Antes de implementar a novidade, a equipe fez uma série de testes e disse que o ‘love’ foi o botão que mais bombou. Nada mais tranquilo e fofo. No entanto, eles assumem que isso pode mudar a medida que as pessoas estiverem usando a novidade de fato. Aqui no Brasil, aliás, não tem como não prever muita treta e confusão com reações nervosas em textões.

Minha maior dúvida nisso tudo é se o Facebook vai passar a entregar diferente posts que gerem determinadas emoções. Será que eles vão usar seus poderes para forçar a barra e deixar todo mundo sempre feliz com o que lê ou podem errar a mão e deixar muita gente irritada?
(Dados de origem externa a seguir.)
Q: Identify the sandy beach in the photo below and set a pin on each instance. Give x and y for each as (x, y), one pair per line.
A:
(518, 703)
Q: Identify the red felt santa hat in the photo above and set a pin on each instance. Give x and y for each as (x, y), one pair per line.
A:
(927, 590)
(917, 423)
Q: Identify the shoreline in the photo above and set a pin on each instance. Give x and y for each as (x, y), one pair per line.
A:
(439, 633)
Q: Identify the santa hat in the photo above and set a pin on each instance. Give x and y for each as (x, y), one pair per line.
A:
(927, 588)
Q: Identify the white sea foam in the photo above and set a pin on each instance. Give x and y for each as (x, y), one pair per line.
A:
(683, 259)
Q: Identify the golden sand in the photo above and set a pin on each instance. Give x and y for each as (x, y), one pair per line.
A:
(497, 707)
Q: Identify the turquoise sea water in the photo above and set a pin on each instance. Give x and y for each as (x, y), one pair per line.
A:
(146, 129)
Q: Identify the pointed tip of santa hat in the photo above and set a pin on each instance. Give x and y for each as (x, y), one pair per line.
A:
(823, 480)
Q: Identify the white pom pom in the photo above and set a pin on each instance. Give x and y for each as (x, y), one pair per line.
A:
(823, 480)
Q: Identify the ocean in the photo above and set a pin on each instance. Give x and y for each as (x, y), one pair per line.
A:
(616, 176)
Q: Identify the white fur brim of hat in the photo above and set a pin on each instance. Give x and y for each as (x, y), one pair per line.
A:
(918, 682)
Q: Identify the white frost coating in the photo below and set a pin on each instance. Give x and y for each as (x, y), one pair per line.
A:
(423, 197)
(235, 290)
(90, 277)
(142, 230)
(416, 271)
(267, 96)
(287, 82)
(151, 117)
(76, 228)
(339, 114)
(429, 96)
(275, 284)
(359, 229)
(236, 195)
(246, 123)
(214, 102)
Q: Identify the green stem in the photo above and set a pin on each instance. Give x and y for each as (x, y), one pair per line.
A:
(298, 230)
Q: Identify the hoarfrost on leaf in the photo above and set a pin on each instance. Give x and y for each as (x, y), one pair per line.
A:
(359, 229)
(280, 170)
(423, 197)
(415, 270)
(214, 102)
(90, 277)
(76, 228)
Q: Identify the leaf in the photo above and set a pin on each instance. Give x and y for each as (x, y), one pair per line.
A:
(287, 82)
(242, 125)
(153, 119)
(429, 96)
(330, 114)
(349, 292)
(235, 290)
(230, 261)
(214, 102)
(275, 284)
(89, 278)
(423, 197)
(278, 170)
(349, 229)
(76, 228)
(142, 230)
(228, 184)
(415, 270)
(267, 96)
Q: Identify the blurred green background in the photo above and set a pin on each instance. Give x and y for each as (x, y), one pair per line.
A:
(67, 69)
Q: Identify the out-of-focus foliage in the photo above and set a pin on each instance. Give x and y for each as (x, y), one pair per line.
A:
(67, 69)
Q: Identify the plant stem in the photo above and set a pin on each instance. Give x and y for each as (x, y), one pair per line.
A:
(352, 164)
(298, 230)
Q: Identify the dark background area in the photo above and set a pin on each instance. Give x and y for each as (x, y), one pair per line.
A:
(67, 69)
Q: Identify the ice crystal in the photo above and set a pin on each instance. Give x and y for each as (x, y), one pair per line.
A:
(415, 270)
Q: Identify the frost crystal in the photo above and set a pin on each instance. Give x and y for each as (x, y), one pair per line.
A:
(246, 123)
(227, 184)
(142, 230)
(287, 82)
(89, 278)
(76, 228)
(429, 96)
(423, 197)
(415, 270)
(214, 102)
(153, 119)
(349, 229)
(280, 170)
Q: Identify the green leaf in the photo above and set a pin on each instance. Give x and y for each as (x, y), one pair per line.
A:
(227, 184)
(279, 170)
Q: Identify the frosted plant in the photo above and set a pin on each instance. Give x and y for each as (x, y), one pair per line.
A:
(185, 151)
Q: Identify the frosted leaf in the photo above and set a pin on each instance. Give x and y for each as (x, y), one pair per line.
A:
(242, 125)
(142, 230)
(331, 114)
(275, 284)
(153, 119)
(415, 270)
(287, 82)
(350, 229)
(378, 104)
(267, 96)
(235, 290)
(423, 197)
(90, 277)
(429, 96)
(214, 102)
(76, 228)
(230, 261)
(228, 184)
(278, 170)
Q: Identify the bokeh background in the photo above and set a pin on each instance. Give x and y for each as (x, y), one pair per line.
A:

Há estudos, aliás, que dizem que as redes sociais nos deixam ainda mais intolerantes que o normal, já que filtramos tanto o conteúdo que desaprendemos a lidar com o diferente.

Fora isso, é mais que óbvio que eles usarão todas as nossas reações a favor do próprio cofrinho: é totalmente possível que a rede passe a entregar determinados tipos de anúncios baseado na emoção que a pessoa mais costuma expressar no conteúdo alheio.

Já atualizei o aplicativo no celular, mas por enquanto estou apenas na curiosidade. Quem já está usando, conta aí: você ficou ‘wow’ ou ‘sad’ com a ideia do Zuck?